If patience is a virtue, my virtue these days is sorely lacking. “Love is patient.” (1 Corinthians 13:4, HCSB) True. I get that. And, I was the epitome of patience when my kids were tiny tots who were learning how to walk, talk, and all that jazz. But once they’d mastered the meaning of “yes” and “no” and just started doing things to spite me, well, my patience peaked.
Don’t get me wrong. My kids are great—typical children who push the boundaries in order to learn about themselves, life, and consequences. And I strive to remain patient and calm with them. I’ve just got three of them the same age, and they pile on in a never-ending crescendo until sometimes this parent’s patience snaps. In truth, I never had a deep well of the stuff to begin with and am envious of the never-ending supply my sister and sister-in-law were gifted with.
This morning’s self-reflection is brought on by the fact that the kiddos are pushing 13 and are hormonal as all get out. Rational thinking took the freeway exit a few miles back. Everything is a melodrama. Speaking in a calm tone of voice is passe. Grace for the other siblings is often non-existent. What happened to my sweet little babies who loved to cuddle with Mommy?
There are days I want to throw up my hands and run away screaming like a mad woman. I wonder if that would get my kids’ attention. Would they think they’ve broken me? Would they be sorry for their horrendous attitudes? Would they even care? Then I think of myself, my siblings, and my childhood friends when we were their age. Hmmmm, perchance I haven’t given my parents enough credit, and I wasn’t the sparkling ball of sunshine I have pictured in my mind’s eye.

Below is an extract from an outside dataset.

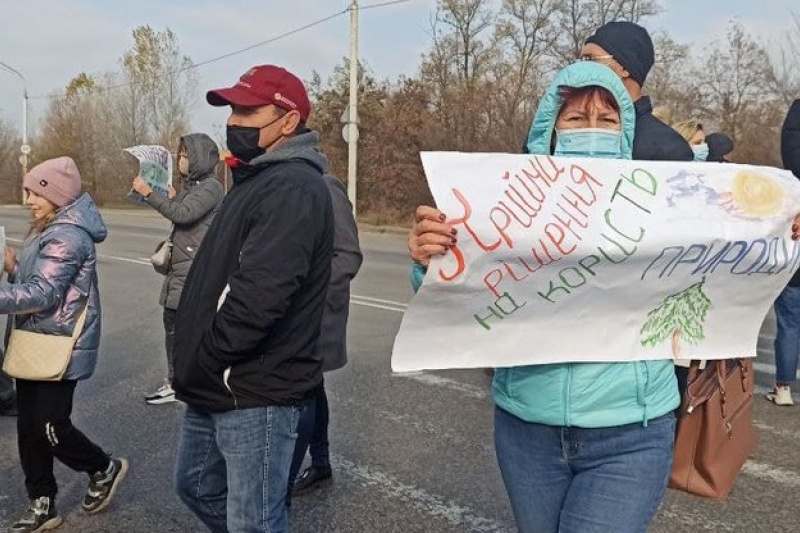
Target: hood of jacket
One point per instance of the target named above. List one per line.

The Bible tells us “the fruit of the Spirit is love, joy, peace, patience, kindness, goodness, faith, gentleness, self-control.” (Galatians 5:22, HCSB) Love I have in spades. Without faith, I would be nothing. My inner peace and goodness come from that faith and love. If I can work on nailing down this patience thing, I think gentleness and self-control will be locked as well.